In them the visitor can watch and hear Allied wartime Commander General Dwight D. Eisenhower personally wishing his landing forces well before their embarkment for France in the wee hours of June 6. Afterward one can see the vast Allied armada assembled for the attack on the French coast, view the landings themselves, amid murderous fire from Nazi emplacements on the hilltop above the beaches, and, finally follow the Allied drive across France, the liberation of Paris and eventually Germany’s surrender.
Entry to the Center is free and, although there is much on display, in keeping with the solemn and sober ambiance of the cemetery the Center deliberately does not have a souvenir shop or bookstore. If you want tee shirts or other memorabilia, you need to go elsewhere.
At the entrance to the Center, visitors have to go through the same kind of security checks they would experience for an airline flight today but, the displays and the films are so riveting that one easily can spend an hour perusing the exhibits before proceeding out directly to the cemetery and the Memorial’s lookout post.
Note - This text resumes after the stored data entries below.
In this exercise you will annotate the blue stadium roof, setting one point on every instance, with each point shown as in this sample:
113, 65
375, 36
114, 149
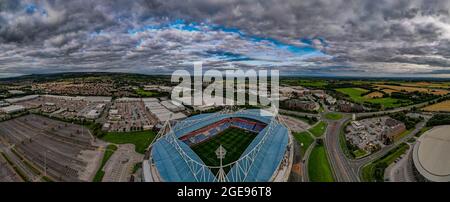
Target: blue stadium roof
173, 168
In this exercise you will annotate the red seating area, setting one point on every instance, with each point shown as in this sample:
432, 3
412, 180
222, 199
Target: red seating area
205, 133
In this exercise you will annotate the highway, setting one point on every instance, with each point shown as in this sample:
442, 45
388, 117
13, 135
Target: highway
348, 170
342, 169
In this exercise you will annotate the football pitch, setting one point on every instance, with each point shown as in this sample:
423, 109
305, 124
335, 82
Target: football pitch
234, 140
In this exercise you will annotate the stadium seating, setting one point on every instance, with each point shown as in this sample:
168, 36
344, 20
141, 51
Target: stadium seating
172, 166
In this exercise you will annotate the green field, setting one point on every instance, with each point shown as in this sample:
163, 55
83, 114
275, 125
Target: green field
356, 95
305, 83
374, 171
304, 138
234, 140
319, 129
333, 116
140, 139
319, 169
141, 92
110, 149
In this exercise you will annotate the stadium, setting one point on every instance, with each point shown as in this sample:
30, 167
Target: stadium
430, 155
255, 147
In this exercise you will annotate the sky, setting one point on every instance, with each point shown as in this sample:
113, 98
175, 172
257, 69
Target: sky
366, 38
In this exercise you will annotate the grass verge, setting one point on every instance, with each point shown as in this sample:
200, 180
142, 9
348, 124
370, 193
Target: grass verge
140, 139
319, 169
110, 149
374, 171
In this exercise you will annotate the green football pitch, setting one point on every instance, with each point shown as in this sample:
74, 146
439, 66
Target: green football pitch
234, 140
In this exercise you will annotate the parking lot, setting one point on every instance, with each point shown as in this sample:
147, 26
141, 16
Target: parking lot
41, 146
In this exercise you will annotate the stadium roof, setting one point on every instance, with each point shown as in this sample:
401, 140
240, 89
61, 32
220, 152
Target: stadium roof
431, 154
172, 166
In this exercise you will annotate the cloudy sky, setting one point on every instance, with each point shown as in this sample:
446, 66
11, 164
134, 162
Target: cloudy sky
307, 37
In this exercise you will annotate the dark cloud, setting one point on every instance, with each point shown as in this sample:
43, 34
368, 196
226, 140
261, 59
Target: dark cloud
351, 36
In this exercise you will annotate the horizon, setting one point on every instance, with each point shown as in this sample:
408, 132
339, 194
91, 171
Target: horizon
312, 38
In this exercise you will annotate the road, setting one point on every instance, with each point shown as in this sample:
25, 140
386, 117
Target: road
343, 170
348, 170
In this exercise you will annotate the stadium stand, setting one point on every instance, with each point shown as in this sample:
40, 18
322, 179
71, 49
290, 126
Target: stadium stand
175, 161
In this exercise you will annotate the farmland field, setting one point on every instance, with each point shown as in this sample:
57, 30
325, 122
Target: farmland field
356, 95
439, 107
414, 89
374, 95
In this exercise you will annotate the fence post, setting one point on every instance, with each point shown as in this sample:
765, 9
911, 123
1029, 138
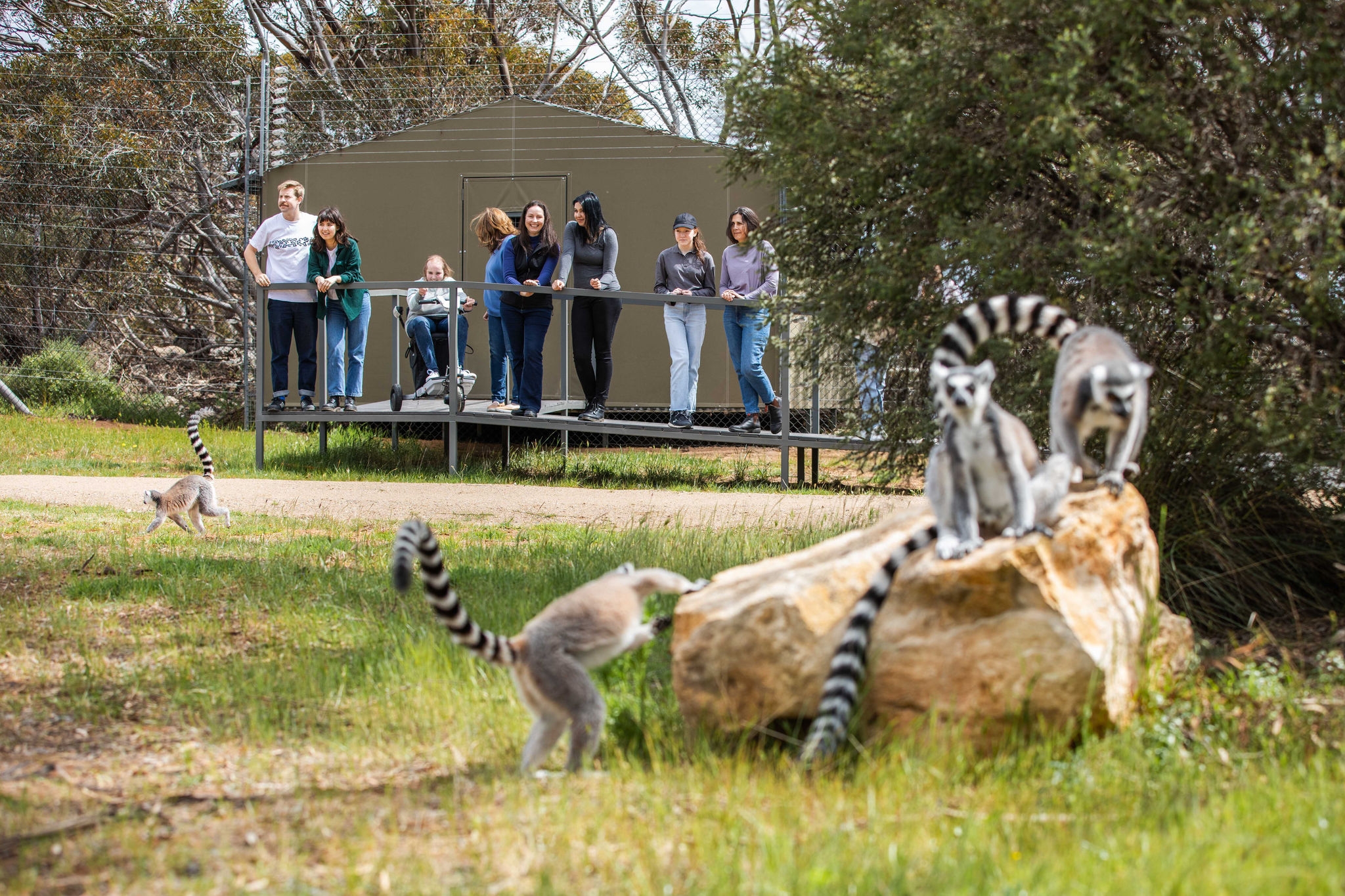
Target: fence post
261, 343
451, 395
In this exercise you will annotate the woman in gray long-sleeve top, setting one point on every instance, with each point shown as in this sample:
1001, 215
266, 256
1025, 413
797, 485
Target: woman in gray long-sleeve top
590, 247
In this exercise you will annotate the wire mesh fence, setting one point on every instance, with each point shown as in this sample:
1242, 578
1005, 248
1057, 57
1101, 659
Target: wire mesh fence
133, 137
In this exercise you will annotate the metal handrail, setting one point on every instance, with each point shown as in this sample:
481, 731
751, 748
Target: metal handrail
625, 295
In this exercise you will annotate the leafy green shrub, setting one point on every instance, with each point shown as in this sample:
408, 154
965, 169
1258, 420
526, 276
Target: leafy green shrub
1173, 171
60, 375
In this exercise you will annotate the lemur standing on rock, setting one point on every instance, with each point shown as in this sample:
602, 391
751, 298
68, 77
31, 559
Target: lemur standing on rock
550, 657
984, 472
194, 495
1099, 382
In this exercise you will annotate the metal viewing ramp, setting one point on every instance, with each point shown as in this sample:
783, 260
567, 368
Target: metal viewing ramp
554, 414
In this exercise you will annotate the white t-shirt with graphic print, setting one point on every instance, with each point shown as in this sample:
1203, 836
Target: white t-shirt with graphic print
287, 245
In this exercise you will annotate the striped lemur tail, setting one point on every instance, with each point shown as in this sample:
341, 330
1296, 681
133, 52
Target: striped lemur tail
998, 316
414, 539
194, 435
841, 691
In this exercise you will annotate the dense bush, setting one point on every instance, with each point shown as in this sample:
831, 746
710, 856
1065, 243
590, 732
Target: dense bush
1172, 169
60, 375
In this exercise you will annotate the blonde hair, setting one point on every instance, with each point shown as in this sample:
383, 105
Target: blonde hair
449, 272
491, 227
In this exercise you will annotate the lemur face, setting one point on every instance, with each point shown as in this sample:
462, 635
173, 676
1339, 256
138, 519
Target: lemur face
1113, 387
965, 391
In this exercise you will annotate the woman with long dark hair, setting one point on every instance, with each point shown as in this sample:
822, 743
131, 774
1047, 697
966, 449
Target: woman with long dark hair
334, 259
685, 269
590, 246
527, 259
749, 273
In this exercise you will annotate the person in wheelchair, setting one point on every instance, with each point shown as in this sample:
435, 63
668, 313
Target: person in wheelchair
428, 310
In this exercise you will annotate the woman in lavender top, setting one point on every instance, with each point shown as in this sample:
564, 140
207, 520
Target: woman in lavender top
749, 273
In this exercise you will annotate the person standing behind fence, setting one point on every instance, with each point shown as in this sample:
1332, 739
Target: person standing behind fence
591, 247
685, 269
287, 237
334, 259
749, 273
527, 259
428, 309
493, 227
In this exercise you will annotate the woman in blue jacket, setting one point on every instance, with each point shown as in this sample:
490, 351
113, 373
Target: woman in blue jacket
334, 259
493, 228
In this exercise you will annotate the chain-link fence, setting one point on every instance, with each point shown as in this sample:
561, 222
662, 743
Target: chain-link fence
133, 139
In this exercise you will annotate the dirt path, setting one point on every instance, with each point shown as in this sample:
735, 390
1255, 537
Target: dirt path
467, 503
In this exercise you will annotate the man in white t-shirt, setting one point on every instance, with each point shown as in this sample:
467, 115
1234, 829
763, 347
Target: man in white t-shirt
286, 238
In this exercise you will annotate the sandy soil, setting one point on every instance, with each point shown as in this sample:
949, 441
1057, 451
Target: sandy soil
466, 503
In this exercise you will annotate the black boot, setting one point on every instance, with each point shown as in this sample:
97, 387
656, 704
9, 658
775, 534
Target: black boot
749, 425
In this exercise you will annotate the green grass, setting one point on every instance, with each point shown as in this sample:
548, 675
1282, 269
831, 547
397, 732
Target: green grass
259, 712
51, 444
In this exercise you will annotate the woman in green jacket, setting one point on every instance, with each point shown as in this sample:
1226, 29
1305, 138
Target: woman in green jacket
334, 259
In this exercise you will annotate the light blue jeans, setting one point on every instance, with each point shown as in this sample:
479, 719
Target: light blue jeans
685, 326
346, 333
748, 330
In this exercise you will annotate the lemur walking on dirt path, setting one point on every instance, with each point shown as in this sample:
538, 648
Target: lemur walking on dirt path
194, 495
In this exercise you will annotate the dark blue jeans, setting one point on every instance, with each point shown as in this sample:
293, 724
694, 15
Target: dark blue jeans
298, 320
526, 332
423, 330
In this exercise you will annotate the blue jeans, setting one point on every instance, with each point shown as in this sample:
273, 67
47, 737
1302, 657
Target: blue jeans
500, 355
300, 322
685, 326
342, 333
423, 331
748, 330
526, 332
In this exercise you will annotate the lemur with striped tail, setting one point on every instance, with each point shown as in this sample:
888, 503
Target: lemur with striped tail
552, 656
1099, 383
984, 472
191, 495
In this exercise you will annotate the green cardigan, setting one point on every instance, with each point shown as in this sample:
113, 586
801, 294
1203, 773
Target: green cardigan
346, 268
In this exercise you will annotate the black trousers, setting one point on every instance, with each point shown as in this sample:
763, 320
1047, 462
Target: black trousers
592, 328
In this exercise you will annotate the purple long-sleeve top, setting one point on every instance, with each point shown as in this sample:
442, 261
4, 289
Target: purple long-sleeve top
749, 272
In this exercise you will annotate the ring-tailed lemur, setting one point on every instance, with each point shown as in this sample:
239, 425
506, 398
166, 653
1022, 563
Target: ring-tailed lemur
1099, 383
550, 657
985, 471
194, 495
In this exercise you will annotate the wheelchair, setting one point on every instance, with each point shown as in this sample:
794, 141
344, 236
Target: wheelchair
420, 371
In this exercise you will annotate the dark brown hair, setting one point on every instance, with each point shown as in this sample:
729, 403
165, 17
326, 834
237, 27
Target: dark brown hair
331, 214
749, 218
546, 240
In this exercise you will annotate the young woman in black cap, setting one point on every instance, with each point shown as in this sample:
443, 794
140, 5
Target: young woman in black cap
685, 269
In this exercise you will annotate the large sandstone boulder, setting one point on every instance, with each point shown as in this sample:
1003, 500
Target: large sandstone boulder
1038, 629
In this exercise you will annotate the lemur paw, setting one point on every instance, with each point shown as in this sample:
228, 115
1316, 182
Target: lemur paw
957, 548
1114, 481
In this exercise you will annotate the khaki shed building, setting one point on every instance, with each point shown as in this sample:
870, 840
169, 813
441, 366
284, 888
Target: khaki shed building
412, 194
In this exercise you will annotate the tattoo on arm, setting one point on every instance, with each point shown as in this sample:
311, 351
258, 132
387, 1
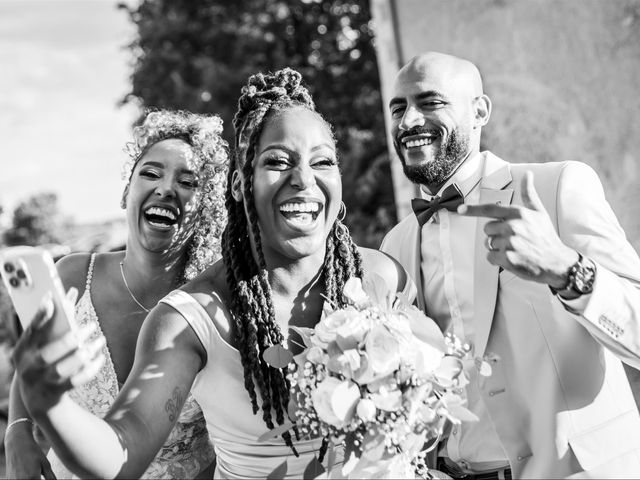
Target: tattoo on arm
173, 404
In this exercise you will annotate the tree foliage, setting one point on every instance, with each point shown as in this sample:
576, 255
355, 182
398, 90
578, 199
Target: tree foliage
36, 221
196, 55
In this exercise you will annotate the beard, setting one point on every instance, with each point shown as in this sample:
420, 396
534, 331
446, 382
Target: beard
445, 161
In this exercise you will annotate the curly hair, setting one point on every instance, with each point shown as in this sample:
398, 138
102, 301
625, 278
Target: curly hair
203, 134
251, 302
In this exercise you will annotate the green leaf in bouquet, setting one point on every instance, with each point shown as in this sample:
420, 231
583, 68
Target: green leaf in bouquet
277, 356
305, 334
279, 430
314, 469
373, 445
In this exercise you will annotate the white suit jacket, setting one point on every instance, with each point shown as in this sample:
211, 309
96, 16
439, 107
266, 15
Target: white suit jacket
558, 396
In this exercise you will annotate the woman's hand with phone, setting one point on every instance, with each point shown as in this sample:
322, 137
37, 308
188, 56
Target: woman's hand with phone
46, 369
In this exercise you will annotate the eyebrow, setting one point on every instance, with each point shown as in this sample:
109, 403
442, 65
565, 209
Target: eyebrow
419, 96
163, 166
279, 146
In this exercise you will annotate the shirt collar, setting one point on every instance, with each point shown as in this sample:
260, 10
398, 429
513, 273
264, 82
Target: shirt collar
466, 177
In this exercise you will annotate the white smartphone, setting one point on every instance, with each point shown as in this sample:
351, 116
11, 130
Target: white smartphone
28, 274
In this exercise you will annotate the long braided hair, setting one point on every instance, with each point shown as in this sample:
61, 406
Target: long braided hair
251, 302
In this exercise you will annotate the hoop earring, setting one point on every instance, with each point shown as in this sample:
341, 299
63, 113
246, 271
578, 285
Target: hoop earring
342, 232
342, 213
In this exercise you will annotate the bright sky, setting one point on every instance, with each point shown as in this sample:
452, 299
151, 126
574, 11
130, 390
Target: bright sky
64, 69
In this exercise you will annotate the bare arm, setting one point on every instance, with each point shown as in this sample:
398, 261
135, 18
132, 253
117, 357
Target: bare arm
24, 457
168, 357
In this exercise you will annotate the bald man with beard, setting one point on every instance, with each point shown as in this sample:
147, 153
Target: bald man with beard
528, 263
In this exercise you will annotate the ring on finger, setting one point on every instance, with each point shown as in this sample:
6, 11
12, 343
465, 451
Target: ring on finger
489, 244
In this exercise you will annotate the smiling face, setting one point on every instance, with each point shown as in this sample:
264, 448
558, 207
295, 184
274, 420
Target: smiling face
297, 187
437, 110
162, 196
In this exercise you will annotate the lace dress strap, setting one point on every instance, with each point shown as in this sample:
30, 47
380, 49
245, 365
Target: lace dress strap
92, 261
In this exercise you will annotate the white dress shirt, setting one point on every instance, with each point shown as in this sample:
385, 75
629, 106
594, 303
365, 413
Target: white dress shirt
447, 268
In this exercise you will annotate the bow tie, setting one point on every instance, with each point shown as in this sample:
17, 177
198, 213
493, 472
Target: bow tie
450, 199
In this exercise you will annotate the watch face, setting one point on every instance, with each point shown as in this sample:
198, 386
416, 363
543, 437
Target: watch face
583, 276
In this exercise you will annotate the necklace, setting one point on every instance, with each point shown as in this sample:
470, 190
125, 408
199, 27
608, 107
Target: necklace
124, 279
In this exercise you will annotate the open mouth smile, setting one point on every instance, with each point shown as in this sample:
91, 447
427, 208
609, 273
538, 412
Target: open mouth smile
418, 141
301, 214
162, 218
Both are located high on the cliff above the landing sites themselves the lookout post stands at the start of a path really adventurous and sure-footed visitors can take, if they wish, to wend their way on foot down to the beaches where the Americans first came ashore.
It is impossible from those beach sites to look up and imagine the difficulty those soldiers faced fighting their way under fire to the cliff top, without feeling a surge of sympathy and admiration for their courage.
At the lookout post also there is a useful orientation map dotted with directional arrows pointing out the locations of various other landing areas on the Normandy coast and their distances and directions from the Allies invasion launch sites in Britain.
With that context established, there remains but a short walk to the rows of individual grave sites. They are bordered on one end by a small circular chapel and on the other by a giant bronze statue dedicated to “The Spirit of American Youth.”
The two walls flanking the statue bear giant military maps whose display of dates and arrows allow the visitor to trace the course and pace of the Allied advance from the landings until the day of victory.
Because many of the cemetery’s visitors come precisely because members of their immediate family or their relatives are buried there, staff in the Visitor Center are constantly on duty to provide details of precisely where a particular grave-site is located.
Colleville is roughly a 170-mile automobile drive west of Paris via the cities of Caen and Bayeux. Rail service runs from the capital’s Gare St. Lazare to Bayeux (about three hours) with multiple tour bus or taxi links available from there to the cemetery, which is open to the public daily from 9: a.m. to 5: p.m.
Considerable information about the site, which is run, as are other U.S. military cemeteries around the world, by the American Battle Monuments Commission, can be obtained at the web site www.abmc-gov
For an experience you are unlikely to forget, Colleville, as the French travel books say, Vaut le voyage. Is worth the trip,.